TSMC Set for Record Profit Boost Driven by AI Chip Demand
Taiwan Semiconductor Manufacturing Co (TSMC), the world’s leading contract chipmaker, is set to announce a record-breaking 28% rise in third-quarter profit. This surge comes as demand for artificial intelligence (AI) infrastructure continues to grow rapidly, although new US tariffs could weigh on its future outlook.
Strong Forecasts Point to Record Earnings
According to LSEG SmartEstimate, which gives greater weight to analysts with strong accuracy records, TSMC’s net profit for the three months ending 30 September is expected to reach T$415.4 billion ($13.55 billion). This would surpass its previous high of T$398.3 billion, marking the company’s seventh consecutive quarter of profit growth.

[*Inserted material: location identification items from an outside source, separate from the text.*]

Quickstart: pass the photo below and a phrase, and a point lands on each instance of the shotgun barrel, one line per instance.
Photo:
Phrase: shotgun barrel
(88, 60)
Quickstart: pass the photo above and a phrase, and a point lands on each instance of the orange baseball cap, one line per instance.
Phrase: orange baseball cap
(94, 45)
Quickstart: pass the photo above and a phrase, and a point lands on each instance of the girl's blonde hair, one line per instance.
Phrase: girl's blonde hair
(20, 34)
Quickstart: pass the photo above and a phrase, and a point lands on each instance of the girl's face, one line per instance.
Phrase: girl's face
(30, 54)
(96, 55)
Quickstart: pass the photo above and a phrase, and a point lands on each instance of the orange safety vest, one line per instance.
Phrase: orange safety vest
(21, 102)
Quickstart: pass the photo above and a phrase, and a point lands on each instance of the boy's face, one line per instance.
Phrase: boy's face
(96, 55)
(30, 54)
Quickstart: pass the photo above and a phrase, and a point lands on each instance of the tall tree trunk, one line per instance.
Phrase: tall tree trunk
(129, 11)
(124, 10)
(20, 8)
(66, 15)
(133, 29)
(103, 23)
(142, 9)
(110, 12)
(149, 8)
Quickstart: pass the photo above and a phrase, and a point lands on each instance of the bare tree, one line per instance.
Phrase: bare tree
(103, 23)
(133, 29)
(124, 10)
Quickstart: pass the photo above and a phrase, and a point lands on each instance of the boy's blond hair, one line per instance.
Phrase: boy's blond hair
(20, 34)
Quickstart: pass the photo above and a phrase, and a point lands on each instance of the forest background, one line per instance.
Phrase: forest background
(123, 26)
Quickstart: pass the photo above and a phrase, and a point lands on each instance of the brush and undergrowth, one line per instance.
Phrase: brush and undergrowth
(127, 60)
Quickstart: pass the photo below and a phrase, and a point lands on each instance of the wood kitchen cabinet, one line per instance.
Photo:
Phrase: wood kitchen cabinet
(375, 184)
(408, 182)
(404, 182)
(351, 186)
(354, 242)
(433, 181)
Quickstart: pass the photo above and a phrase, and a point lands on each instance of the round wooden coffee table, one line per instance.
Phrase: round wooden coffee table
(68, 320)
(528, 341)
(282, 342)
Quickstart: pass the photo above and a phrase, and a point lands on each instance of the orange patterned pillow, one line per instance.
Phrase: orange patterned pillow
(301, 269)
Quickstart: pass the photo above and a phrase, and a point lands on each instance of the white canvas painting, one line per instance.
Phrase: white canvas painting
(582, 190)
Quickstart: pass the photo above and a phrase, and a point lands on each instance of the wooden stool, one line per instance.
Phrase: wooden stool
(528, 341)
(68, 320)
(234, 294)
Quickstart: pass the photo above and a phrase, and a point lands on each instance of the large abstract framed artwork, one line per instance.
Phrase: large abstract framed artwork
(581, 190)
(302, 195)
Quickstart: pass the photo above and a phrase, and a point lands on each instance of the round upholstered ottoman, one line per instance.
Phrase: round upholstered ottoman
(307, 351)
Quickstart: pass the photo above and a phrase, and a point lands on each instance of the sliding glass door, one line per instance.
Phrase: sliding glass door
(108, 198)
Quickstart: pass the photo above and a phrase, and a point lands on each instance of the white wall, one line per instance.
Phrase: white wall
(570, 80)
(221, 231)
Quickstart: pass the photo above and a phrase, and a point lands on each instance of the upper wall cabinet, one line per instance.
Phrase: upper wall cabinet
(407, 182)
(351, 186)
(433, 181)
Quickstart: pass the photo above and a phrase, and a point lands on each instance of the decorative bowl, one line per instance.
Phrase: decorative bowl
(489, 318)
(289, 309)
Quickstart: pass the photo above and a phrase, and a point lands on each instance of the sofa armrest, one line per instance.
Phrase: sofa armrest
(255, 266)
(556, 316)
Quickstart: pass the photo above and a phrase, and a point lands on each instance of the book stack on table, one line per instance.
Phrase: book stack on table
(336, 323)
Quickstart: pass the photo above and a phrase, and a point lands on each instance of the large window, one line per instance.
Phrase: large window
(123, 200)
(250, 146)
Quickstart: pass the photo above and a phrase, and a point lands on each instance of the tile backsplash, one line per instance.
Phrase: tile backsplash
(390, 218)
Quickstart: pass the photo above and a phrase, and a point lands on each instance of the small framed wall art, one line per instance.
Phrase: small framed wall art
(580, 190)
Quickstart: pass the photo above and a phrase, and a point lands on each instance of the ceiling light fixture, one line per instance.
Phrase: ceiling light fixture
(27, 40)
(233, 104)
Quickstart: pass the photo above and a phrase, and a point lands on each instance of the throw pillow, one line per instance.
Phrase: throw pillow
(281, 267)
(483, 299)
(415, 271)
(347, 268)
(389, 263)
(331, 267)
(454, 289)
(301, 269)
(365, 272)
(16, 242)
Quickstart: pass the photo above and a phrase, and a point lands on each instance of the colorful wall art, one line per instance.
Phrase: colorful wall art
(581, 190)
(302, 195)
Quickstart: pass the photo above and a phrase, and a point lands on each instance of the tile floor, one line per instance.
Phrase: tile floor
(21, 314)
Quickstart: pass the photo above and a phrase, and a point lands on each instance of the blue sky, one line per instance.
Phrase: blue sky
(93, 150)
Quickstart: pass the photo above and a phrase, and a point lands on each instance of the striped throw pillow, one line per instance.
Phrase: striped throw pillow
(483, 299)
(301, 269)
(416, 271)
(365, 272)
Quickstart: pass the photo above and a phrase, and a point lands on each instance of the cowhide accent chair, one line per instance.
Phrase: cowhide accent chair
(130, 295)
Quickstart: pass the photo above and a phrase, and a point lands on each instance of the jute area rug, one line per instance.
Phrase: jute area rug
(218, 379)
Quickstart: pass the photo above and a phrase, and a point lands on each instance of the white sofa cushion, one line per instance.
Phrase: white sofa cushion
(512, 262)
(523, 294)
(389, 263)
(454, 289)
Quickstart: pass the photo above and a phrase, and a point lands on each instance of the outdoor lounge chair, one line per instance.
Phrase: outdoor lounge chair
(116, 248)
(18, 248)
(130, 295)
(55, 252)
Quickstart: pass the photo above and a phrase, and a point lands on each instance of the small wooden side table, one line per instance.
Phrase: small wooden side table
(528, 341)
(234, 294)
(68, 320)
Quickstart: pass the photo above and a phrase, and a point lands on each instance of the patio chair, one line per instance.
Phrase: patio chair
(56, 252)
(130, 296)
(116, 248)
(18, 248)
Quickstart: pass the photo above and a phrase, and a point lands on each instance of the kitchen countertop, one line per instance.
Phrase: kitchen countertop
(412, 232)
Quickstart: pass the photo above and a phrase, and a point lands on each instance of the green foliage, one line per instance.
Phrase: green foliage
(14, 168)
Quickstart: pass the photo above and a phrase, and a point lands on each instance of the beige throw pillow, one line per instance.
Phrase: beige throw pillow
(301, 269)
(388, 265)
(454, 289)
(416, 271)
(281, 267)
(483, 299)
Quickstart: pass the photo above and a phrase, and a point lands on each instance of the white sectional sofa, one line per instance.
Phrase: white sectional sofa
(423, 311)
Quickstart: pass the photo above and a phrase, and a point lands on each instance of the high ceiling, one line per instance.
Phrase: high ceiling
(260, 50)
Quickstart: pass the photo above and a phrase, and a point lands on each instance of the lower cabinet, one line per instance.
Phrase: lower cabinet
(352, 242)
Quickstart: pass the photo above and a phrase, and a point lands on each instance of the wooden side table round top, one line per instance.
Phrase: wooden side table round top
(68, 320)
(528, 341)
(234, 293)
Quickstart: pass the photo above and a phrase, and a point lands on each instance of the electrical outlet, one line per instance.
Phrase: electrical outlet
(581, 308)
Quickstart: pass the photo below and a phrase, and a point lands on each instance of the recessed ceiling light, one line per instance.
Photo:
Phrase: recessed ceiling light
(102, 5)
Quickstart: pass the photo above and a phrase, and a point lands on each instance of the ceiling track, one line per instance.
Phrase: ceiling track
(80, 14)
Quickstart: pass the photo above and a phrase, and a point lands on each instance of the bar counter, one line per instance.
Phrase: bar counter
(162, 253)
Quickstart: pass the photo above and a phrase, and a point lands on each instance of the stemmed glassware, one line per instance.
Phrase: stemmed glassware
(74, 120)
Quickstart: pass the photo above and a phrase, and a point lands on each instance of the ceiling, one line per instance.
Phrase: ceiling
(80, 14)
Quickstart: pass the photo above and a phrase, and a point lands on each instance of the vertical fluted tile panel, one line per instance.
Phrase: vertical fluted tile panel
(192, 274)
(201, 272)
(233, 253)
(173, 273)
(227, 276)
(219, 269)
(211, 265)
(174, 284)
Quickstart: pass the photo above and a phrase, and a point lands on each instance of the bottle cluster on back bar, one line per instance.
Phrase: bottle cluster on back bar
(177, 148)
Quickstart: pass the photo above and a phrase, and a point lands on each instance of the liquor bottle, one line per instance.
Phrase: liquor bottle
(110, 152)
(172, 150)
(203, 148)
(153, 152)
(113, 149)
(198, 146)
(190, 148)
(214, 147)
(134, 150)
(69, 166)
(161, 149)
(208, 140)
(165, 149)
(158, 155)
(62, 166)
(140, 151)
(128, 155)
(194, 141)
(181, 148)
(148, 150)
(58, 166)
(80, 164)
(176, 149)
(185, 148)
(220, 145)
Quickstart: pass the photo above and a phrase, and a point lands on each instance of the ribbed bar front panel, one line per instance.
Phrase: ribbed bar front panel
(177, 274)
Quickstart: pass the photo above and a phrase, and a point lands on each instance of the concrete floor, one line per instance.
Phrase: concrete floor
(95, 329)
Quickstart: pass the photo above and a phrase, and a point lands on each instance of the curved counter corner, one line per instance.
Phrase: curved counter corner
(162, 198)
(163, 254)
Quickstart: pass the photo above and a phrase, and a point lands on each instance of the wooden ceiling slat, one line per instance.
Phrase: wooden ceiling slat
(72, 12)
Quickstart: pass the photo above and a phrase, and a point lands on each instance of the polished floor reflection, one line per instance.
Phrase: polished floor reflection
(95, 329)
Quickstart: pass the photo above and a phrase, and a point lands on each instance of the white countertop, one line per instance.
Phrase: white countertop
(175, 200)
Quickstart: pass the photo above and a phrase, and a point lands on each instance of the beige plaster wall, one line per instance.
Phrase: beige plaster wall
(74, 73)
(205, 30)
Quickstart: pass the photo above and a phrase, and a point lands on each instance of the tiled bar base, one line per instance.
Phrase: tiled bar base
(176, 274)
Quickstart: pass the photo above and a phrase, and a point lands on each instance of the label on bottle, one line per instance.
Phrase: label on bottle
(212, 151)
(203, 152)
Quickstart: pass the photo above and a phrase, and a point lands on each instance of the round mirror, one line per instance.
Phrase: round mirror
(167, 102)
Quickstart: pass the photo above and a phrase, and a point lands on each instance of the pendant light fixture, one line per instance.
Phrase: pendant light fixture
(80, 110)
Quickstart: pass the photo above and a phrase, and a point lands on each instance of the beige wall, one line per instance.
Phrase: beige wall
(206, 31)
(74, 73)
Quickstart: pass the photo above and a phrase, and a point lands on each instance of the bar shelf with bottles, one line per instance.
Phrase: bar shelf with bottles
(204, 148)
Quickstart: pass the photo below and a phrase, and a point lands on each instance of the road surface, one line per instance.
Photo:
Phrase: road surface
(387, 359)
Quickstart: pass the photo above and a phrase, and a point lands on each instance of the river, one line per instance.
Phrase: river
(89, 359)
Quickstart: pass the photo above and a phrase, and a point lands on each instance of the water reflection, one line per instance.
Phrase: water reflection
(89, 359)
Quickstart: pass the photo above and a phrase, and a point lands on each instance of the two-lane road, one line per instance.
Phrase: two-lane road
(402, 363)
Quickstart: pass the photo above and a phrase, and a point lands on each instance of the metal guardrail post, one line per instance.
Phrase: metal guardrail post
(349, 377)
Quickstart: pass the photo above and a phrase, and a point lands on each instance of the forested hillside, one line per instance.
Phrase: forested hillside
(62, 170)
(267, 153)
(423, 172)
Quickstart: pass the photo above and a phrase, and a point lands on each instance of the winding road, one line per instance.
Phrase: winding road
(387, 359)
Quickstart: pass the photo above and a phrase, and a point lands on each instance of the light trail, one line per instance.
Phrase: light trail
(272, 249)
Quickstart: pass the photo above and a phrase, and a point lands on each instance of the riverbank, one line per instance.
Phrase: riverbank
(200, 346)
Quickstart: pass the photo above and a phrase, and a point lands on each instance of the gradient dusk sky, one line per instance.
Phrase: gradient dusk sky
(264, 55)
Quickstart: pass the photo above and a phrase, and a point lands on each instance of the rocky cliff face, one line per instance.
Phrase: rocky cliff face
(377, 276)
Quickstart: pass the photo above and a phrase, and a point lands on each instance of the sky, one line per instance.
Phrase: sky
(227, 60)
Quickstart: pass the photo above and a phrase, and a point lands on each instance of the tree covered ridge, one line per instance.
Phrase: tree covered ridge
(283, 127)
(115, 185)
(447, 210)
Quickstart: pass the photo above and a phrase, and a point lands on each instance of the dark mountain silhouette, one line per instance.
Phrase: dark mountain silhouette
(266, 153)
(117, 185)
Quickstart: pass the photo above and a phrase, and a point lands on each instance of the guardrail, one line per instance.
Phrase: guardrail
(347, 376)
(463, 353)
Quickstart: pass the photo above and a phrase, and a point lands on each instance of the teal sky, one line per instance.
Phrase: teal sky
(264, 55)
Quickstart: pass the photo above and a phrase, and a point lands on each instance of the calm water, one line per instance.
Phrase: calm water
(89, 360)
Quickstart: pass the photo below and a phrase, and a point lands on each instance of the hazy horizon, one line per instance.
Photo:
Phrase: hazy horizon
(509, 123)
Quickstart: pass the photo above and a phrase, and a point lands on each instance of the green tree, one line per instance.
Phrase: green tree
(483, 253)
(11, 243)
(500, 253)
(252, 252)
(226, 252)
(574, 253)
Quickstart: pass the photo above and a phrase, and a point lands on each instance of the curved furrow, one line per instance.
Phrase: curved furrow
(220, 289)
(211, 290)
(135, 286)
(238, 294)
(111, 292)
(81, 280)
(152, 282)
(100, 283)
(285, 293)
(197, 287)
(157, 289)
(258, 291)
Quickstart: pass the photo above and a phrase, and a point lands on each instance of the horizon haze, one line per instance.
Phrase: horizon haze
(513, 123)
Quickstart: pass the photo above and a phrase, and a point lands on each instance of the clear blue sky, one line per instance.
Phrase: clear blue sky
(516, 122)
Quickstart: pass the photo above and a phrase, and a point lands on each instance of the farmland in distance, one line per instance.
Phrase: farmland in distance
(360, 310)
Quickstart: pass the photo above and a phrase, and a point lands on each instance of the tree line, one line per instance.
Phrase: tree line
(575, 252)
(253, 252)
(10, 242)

Earlier, TSMC reported a 30% jump in third-quarter revenue, already exceeding market forecasts. The company’s ongoing growth reflects the relentless demand for advanced chips used in AI technologies.
AI Boom Continues to Drive Growth
Mario Morales, group vice president at research firm IDC, projected that TSMC’s annual revenue could grow between 30% and 35% this year. He noted that as AI infrastructure spending rises sharply, major chip suppliers like Nvidia and AMD have little choice but to rely on TSMC’s cutting-edge manufacturing capabilities.
“AI infrastructure remains a strategic land grab,” Morales said. “Even with tariffs and trade tensions creating uncertainty, investments from cloud-service providers and manufacturers will continue to focus heavily on this sector.”
Tariffs Add Uncertainty but Optimism Remains
TSMC, valued at around $1.22 trillion—nearly three times the market capitalisation of its South Korean rival Samsung Electronics—will release its earnings report on Thursday, followed by a call providing fourth-quarter guidance.
The impact of US President Donald Trump’s tariff policy on TSMC is still unclear. While Taiwan’s exports to the US currently face a 20% tariff, chips are excluded from the measure. However, the US Commerce Secretary, Howard Lutnick, recently proposed that Taiwanese companies divide chip production equally between Taiwan and the US. Taiwan has rejected this proposal, although TSMC is already investing $165 billion to build new factories in Arizona.
Despite potential risks from trade measures, TSMC’s shares have risen 30% this year, fuelled by optimism in the AI sector. This performance has also lifted Taiwan’s benchmark stock index by nearly 17% over the same period.